Os perigos das Fake News na era da informação

Enviada em 05/03/2018

A era da informação  ou também conhecida como era digital ou tecnológica iniciou-se, em 1980, com a criação da rede de computadores. Dessa década aos dias atuais, houve um exponencial crescimento no tráfego de informações e do conhecimento. Por outro lado, a difusão de notícias não verídicas e de crimes virtuais acompanhou esta ascensão, seja para ganhar cliques, seja para difamar pessoas jurídicas ou físicas. É fundamental, portanto, ações para aniquilar os perigos na rede, tais como a ‘‘fakenews’’ e as montagens ilegais.

Nesse contexto, fakenews é um termo em inglês cujo a tradução é notícias falsas.

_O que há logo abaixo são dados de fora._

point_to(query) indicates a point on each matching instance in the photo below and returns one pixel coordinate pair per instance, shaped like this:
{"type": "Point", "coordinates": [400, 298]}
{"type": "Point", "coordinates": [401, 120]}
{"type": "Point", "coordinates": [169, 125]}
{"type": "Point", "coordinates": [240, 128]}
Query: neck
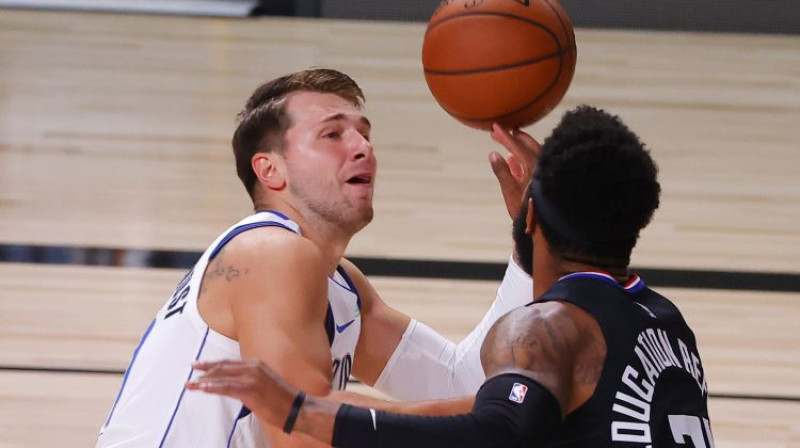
{"type": "Point", "coordinates": [548, 268]}
{"type": "Point", "coordinates": [330, 238]}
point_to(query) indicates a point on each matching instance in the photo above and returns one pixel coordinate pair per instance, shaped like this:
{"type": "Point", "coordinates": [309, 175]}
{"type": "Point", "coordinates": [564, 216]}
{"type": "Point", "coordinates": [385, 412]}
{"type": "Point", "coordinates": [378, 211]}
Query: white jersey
{"type": "Point", "coordinates": [154, 410]}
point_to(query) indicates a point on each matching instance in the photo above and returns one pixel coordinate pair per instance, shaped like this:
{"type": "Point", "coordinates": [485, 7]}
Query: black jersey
{"type": "Point", "coordinates": [652, 391]}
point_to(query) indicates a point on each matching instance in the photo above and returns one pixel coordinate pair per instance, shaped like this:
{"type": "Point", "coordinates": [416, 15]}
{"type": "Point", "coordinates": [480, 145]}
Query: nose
{"type": "Point", "coordinates": [362, 148]}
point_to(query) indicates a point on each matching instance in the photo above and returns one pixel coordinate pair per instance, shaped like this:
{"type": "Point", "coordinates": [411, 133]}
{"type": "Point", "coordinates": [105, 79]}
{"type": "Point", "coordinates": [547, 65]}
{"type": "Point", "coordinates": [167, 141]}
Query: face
{"type": "Point", "coordinates": [330, 164]}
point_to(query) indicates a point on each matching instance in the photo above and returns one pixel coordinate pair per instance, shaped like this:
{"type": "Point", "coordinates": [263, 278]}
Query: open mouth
{"type": "Point", "coordinates": [360, 179]}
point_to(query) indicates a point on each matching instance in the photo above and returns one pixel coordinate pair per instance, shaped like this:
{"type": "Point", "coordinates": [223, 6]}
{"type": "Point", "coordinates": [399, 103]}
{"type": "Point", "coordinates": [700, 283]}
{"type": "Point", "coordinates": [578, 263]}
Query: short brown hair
{"type": "Point", "coordinates": [263, 122]}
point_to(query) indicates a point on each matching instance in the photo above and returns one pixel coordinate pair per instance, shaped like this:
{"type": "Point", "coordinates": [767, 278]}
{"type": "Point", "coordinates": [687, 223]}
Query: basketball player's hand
{"type": "Point", "coordinates": [252, 382]}
{"type": "Point", "coordinates": [514, 172]}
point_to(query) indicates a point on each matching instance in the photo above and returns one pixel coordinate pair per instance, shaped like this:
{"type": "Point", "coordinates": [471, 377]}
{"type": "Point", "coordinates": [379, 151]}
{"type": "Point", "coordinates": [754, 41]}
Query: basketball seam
{"type": "Point", "coordinates": [519, 109]}
{"type": "Point", "coordinates": [558, 53]}
{"type": "Point", "coordinates": [490, 13]}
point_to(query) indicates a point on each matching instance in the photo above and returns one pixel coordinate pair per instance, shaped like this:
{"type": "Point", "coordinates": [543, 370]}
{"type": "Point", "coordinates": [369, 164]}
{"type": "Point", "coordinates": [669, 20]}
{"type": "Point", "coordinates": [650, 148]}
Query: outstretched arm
{"type": "Point", "coordinates": [529, 355]}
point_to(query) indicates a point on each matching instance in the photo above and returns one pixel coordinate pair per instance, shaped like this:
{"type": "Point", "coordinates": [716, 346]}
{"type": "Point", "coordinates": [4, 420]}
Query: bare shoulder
{"type": "Point", "coordinates": [267, 262]}
{"type": "Point", "coordinates": [366, 291]}
{"type": "Point", "coordinates": [539, 340]}
{"type": "Point", "coordinates": [274, 244]}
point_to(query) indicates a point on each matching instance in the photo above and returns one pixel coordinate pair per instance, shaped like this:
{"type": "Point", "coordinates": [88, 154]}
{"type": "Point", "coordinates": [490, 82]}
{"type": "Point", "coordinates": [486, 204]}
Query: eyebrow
{"type": "Point", "coordinates": [341, 116]}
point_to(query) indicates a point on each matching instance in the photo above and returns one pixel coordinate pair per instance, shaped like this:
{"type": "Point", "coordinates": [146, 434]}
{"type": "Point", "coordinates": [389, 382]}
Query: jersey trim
{"type": "Point", "coordinates": [243, 228]}
{"type": "Point", "coordinates": [632, 286]}
{"type": "Point", "coordinates": [128, 370]}
{"type": "Point", "coordinates": [350, 285]}
{"type": "Point", "coordinates": [244, 412]}
{"type": "Point", "coordinates": [183, 390]}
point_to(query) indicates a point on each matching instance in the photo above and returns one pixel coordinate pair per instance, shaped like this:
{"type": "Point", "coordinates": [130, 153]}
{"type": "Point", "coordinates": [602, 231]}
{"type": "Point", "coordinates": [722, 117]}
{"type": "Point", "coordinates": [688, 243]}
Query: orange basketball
{"type": "Point", "coordinates": [505, 61]}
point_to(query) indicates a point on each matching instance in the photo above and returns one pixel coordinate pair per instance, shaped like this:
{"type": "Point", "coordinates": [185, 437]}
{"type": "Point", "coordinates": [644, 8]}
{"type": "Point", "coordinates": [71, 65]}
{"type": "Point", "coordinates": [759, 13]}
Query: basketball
{"type": "Point", "coordinates": [505, 61]}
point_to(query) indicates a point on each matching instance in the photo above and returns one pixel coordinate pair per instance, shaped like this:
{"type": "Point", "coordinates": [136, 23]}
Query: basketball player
{"type": "Point", "coordinates": [598, 359]}
{"type": "Point", "coordinates": [275, 286]}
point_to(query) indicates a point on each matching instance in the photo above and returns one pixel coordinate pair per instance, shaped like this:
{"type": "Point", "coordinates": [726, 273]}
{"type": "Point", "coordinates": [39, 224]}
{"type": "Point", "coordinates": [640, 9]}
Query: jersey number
{"type": "Point", "coordinates": [684, 426]}
{"type": "Point", "coordinates": [342, 367]}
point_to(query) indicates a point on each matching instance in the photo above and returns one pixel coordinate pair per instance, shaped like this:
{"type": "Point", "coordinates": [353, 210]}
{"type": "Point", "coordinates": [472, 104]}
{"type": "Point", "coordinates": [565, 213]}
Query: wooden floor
{"type": "Point", "coordinates": [115, 130]}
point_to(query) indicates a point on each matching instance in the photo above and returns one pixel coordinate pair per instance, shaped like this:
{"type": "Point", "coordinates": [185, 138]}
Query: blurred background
{"type": "Point", "coordinates": [116, 172]}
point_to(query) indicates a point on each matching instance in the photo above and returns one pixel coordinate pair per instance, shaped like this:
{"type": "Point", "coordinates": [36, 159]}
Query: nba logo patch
{"type": "Point", "coordinates": [518, 392]}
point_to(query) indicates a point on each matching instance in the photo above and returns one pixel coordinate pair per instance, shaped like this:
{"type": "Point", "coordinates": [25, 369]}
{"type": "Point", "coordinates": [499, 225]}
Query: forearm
{"type": "Point", "coordinates": [426, 365]}
{"type": "Point", "coordinates": [495, 421]}
{"type": "Point", "coordinates": [432, 407]}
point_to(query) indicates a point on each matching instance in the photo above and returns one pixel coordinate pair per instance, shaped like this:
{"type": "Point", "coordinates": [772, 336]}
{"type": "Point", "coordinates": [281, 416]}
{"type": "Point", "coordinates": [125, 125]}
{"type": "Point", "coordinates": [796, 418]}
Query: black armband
{"type": "Point", "coordinates": [294, 412]}
{"type": "Point", "coordinates": [510, 410]}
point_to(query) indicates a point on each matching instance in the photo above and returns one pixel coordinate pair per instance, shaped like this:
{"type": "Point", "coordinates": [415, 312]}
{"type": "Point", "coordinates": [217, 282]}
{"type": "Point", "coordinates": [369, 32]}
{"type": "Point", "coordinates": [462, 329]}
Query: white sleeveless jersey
{"type": "Point", "coordinates": [154, 410]}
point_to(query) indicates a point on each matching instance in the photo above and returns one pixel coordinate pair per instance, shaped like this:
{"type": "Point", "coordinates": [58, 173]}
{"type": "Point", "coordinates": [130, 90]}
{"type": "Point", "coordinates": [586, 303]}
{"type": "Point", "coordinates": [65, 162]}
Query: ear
{"type": "Point", "coordinates": [269, 170]}
{"type": "Point", "coordinates": [530, 221]}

Tal expressão tornou-se conhecida mundialmente após o atual presidente dos Estados Unidos da América, Donald Trump, interromper um jornalista da CNN (Cable News Network) alegando que a empresa de canal a cabo de notícias era fakenews, na medida em que esta companhia falsificou os dados da projeção da eleição a favor da candidata democrata Hillary Clinton, contrapondo-se ao republicano Trump. É visivel, assim, que mesmo grandes corporações estão sucetíveis a tais infrações. Em vista disso, medidas para combater a propagação de notícias falsas são necessárias visando, deste modo, a integridade dos cidadãos.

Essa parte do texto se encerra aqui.